Bloqueio automático em caso de atraso
Uma das principais novidades da proposta é a possibilidade de indisponibilização automática dos ativos financeiros do devedor quando não houver saldo suficiente para quitar a pensão.
Nessa hipótese, o banco comunicará a autoridade supervisora do sistema financeiro para que outros ativos sejam bloqueados até o limite do valor devido. Caso a inadimplência permaneça, a indisponibilidade poderá ser convertida em penhora, conforme prevê o texto aprovado.
O projeto também autoriza a penhora de valores existentes em contas de empresários individuais, respeitando os limites das parcelas alimentícias em atraso.
Medida busca reduzir a judicialização
Atualmente, o desconto automático da pensão já é possível quando o devedor possui vínculo empregatício formal. Entretanto, nos demais casos, o beneficiário normalmente precisa recorrer ao Judiciário sempre que ocorre atraso no pagamento.
Segundo o parecer aprovado no Senado, o novo modelo pretende reduzir a burocracia, conferir maior regularidade aos pagamentos e evitar a repetição de ações judiciais para cobrança da obrigação alimentar.
A relatora da proposta no Senado, senadora Ana Paula Lobato, afirmou que a medida fortalece a efetividade das decisões judiciais sem impor medidas desproporcionais ao devedor.
CNJ deverá divulgar estatísticas nacionais
Além das mudanças na forma de pagamento, o projeto determina que o Conselho Nacional de Justiça (CNJ) passe a coletar e divulgar dados estatísticos sobre as ações de alimentos no país.
As informações deverão ser apresentadas de forma anonimizada e poderão subsidiar políticas públicas voltadas à proteção de crianças, adolescentes e demais beneficiários da pensão alimentícia.
Próximo passo
Com a aprovação pelo Senado, o projeto segue para sanção do presidente da República.
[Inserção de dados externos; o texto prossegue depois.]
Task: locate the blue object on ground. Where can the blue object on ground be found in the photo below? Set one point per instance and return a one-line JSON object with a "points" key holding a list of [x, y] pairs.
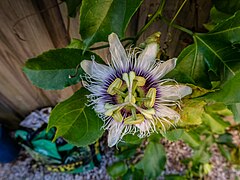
{"points": [[8, 148]]}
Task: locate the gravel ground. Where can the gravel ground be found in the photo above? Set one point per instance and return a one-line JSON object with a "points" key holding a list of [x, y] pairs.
{"points": [[26, 168]]}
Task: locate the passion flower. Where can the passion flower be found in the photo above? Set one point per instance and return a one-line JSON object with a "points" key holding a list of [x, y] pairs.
{"points": [[129, 94]]}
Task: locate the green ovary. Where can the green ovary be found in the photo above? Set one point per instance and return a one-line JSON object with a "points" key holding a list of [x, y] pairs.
{"points": [[131, 97]]}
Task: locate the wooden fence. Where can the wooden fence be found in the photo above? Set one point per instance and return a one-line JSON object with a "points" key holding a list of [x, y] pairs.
{"points": [[30, 27]]}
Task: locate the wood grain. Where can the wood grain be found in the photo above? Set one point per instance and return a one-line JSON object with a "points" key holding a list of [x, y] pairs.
{"points": [[28, 28]]}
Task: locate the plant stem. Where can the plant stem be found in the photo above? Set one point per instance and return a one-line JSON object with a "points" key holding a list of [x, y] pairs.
{"points": [[178, 11], [107, 45], [177, 26], [156, 14]]}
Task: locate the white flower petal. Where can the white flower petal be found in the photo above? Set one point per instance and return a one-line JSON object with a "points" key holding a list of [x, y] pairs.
{"points": [[166, 112], [114, 134], [95, 70], [163, 68], [148, 56], [118, 53], [174, 92]]}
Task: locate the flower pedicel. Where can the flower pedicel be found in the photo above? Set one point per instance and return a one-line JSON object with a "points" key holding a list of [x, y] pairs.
{"points": [[129, 94]]}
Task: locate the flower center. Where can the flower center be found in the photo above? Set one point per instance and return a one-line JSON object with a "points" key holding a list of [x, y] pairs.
{"points": [[133, 103]]}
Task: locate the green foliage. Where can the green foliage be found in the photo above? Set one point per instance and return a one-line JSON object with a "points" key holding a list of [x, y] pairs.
{"points": [[75, 121], [210, 66], [117, 169], [211, 56], [227, 6], [190, 108], [98, 19], [174, 135], [51, 70], [235, 108], [229, 92], [73, 7], [216, 17], [153, 161], [46, 148]]}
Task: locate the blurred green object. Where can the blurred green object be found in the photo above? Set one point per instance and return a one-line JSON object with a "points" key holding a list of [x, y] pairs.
{"points": [[8, 147], [58, 156]]}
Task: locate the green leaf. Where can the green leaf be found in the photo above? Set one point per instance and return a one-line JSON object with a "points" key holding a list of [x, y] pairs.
{"points": [[77, 123], [227, 6], [174, 177], [51, 70], [132, 139], [215, 122], [191, 138], [73, 7], [174, 135], [190, 108], [229, 92], [153, 161], [46, 148], [225, 139], [235, 108], [224, 151], [214, 55], [118, 169], [216, 17], [100, 18], [66, 147], [76, 44]]}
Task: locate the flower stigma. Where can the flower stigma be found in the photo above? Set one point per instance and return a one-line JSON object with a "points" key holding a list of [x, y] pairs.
{"points": [[129, 94]]}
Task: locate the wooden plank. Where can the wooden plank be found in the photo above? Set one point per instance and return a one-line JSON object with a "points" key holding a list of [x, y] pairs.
{"points": [[192, 16], [52, 18], [19, 41]]}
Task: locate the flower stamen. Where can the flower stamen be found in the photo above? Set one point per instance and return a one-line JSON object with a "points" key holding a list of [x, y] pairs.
{"points": [[117, 83], [151, 94]]}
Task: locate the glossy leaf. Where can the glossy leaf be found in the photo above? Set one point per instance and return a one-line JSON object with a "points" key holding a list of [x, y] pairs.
{"points": [[118, 169], [73, 7], [191, 138], [216, 17], [132, 139], [229, 92], [174, 135], [46, 148], [77, 123], [100, 18], [214, 55], [235, 108], [76, 44], [51, 70], [227, 6], [153, 161], [189, 110], [215, 122]]}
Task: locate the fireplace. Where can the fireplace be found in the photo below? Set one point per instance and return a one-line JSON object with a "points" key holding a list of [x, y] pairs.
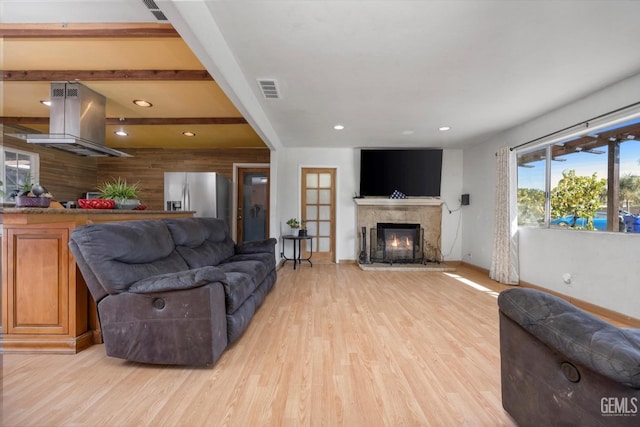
{"points": [[397, 242]]}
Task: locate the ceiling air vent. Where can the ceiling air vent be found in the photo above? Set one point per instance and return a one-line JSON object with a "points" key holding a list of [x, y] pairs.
{"points": [[269, 88], [153, 7]]}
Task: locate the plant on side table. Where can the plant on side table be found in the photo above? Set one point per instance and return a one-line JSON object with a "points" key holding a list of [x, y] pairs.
{"points": [[294, 224]]}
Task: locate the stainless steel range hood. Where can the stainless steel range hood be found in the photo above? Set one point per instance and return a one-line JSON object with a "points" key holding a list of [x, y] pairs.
{"points": [[76, 122]]}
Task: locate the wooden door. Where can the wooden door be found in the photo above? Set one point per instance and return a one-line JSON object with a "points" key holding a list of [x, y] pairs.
{"points": [[252, 219], [319, 212]]}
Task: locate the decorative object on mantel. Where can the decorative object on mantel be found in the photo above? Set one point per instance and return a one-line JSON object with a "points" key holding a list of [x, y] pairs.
{"points": [[398, 195], [294, 224]]}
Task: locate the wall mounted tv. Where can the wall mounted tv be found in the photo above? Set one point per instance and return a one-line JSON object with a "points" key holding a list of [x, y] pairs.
{"points": [[414, 172]]}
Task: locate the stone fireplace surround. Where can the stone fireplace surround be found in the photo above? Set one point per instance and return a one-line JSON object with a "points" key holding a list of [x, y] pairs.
{"points": [[424, 211]]}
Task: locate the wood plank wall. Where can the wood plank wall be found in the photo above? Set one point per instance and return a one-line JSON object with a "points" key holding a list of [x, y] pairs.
{"points": [[147, 167], [67, 176]]}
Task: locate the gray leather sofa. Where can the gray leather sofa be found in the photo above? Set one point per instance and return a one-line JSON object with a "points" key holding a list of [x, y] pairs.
{"points": [[561, 366], [172, 291]]}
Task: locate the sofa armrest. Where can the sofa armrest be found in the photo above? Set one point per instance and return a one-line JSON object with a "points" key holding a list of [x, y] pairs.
{"points": [[256, 246], [606, 349], [178, 281]]}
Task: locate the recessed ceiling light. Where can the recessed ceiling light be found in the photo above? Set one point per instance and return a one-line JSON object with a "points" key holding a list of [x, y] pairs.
{"points": [[142, 103]]}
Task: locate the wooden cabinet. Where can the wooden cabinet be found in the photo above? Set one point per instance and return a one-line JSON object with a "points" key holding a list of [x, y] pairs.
{"points": [[43, 308], [46, 306]]}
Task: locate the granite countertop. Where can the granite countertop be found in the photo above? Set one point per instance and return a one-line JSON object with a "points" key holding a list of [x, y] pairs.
{"points": [[87, 211]]}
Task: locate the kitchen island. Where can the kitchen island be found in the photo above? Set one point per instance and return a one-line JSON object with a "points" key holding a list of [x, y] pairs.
{"points": [[46, 306]]}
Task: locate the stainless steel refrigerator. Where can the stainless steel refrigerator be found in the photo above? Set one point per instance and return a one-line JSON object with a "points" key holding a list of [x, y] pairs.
{"points": [[206, 193]]}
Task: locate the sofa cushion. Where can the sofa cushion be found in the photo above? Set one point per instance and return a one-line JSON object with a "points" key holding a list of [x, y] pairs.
{"points": [[178, 281], [257, 270], [606, 349], [121, 253], [237, 288], [201, 241]]}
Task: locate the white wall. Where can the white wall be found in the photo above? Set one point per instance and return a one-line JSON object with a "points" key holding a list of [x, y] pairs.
{"points": [[290, 161], [604, 266]]}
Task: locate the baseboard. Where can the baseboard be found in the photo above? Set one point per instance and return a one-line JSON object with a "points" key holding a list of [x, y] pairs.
{"points": [[584, 305]]}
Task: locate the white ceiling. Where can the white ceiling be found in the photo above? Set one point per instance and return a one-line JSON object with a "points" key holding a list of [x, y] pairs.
{"points": [[392, 72]]}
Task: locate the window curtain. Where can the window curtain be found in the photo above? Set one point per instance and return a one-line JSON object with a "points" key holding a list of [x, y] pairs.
{"points": [[504, 264]]}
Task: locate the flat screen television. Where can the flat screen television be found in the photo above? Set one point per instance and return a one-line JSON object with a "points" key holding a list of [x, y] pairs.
{"points": [[413, 172]]}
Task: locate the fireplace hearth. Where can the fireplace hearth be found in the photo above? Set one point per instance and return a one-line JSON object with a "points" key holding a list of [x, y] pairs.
{"points": [[397, 243]]}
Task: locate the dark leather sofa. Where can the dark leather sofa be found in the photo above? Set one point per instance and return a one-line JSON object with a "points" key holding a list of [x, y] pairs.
{"points": [[172, 291], [561, 366]]}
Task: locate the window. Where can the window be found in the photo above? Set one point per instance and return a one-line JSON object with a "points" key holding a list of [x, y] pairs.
{"points": [[20, 167], [588, 180]]}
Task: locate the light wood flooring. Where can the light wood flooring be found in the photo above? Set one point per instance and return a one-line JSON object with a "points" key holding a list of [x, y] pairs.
{"points": [[331, 346]]}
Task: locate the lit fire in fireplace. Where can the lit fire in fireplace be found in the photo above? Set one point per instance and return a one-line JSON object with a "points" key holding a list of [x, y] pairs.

Caso seja sancionado sem vetos, a nova legislação permitirá que a Justiça determine pagamentos automáticos da pensão alimentícia e adote bloqueios financeiros de forma mais ágil quando houver inadimplência.
A expectativa é que a medida aumente a efetividade da execução das decisões judiciais, reduza a burocracia e assegure maior proteção às pessoas que dependem da pensão para garantir seu sustento.